The initiatives come amid long-standing and growing concern over the use of DDT and evidence that in many countries there is increasing mosquito resistance to the pesticide.

However concern over DDT is matched by concern over the global malaria burden in which close to 250 million cases a year result in over 880 000 deaths. Thus any reduction in the use of DDT or other residual pesticides must ensure the level of transmission interruption is, at least, maintained.

The international community has, under the Stockholm Convention, agreed to ban a ‘dirty dozen’ of persistent organic pollutants including, ultimately, DDT on environmental and health grounds.

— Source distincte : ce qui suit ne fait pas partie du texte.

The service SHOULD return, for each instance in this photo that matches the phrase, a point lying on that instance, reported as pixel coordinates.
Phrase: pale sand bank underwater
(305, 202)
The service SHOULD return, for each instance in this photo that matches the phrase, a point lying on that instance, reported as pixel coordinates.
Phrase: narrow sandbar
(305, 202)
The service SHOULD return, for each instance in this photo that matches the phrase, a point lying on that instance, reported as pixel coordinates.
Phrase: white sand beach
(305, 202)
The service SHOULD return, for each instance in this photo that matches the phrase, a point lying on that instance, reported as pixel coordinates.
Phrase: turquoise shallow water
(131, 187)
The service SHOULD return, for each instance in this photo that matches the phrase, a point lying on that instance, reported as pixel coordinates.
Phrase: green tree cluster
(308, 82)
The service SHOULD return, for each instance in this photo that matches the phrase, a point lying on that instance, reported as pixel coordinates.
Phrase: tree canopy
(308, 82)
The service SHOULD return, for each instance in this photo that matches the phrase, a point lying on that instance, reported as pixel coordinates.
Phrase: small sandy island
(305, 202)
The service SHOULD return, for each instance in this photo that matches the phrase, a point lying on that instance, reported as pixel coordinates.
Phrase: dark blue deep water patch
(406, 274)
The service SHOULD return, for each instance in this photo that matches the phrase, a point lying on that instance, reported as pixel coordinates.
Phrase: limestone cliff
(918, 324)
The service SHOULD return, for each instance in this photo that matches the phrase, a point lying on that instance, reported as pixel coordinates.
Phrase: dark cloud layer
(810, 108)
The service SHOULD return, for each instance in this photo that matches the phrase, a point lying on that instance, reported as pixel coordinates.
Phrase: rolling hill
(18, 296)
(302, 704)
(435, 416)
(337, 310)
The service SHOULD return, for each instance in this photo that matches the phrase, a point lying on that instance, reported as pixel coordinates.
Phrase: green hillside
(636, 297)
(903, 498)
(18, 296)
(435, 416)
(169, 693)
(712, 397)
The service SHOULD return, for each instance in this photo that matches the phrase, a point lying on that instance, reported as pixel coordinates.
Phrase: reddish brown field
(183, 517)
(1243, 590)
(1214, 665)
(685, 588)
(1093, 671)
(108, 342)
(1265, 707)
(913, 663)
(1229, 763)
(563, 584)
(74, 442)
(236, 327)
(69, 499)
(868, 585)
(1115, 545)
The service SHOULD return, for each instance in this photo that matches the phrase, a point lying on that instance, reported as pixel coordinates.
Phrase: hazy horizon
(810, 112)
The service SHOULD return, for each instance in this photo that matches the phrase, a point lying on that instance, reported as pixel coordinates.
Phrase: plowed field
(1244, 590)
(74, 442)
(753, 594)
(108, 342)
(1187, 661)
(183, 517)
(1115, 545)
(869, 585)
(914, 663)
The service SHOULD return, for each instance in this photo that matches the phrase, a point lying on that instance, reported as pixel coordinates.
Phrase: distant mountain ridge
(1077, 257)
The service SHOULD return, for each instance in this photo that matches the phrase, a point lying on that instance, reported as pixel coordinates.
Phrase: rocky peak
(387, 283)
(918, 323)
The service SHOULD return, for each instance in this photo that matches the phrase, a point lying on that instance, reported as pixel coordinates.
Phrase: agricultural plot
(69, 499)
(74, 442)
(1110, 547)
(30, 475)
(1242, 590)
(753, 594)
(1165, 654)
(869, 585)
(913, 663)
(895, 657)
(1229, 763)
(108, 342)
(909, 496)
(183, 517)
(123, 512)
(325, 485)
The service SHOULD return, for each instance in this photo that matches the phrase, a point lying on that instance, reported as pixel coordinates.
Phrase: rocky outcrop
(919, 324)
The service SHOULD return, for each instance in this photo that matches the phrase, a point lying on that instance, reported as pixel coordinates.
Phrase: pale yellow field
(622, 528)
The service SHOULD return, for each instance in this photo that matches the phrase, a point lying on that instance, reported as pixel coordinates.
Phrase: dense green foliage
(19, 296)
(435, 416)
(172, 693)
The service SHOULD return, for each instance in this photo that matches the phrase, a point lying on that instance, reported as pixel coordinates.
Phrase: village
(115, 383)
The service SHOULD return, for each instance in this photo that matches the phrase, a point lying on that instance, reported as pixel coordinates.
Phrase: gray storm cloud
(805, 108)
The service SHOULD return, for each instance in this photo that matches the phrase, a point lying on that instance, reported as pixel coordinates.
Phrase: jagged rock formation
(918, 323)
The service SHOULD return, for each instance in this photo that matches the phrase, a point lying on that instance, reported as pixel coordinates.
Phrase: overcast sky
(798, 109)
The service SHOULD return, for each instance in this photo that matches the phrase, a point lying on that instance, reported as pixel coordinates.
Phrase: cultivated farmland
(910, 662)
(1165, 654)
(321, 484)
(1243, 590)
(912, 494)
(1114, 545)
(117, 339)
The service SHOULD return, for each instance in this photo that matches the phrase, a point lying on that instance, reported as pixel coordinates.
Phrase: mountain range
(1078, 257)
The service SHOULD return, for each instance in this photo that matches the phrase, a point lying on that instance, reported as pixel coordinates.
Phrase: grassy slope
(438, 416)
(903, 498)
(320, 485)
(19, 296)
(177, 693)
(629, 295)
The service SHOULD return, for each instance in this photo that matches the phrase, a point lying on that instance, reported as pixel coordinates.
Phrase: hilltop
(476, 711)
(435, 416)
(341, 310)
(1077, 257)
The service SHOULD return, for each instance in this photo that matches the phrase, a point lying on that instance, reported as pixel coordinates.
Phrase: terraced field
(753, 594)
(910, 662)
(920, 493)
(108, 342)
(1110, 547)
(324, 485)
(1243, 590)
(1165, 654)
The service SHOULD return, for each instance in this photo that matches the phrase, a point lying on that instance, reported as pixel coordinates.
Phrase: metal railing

However, a specific and limited exemption was made for the use of DDT to control malaria, because it was recognized that in some situations adequate alternative control methods were not currently available.

The aim of the new projects, a major initiative of the Global Environment Facility (GEF) with close to $40 million funding, being spearheaded by WHO and the UN Environment Programme (UNEP), is to achieve a 30% cut in the application of DDT world-wide by 2014 and its total phase-out by the early 2020s if not sooner, while staying on track to meet the malaria targets set by WHO.

Achim Steiner, UN Under-Secretary General and UNEP Executive Director which hosts the secretariat of the Stockholm Convention, said: “The new projects underline the determination of the international community to combat malaria while realizing a low, indeed zero DDT world”.

WHO (2009)

Oui, mais faudrait déjà que l'OMS se mette d'accord avec elle-même ayant pendant 30 ans découragé son utilisation dans la lutte antipaludique (du fait, notamment, de l'apparition de résistances dans les populations de moustiques) puis prôné (non, il est vrai, sans contestation interne) en 2006 sa réutilisation avant, trois ans plus tard, d'annoncer son objectif de sa mise à l'écart définitive pour le début des années 2020 ...

Et quand est-ce qu'on s'attaque au soja bio tueur qui en quelques jours a fait plus de victimes que l'accident nucléaire de Fukushima (une quarantaine de morts et 4 000 intoxiqués sur 12 pays contaminés contre 0 mort et une vingtaine de faiblement à moyennement irradiés)?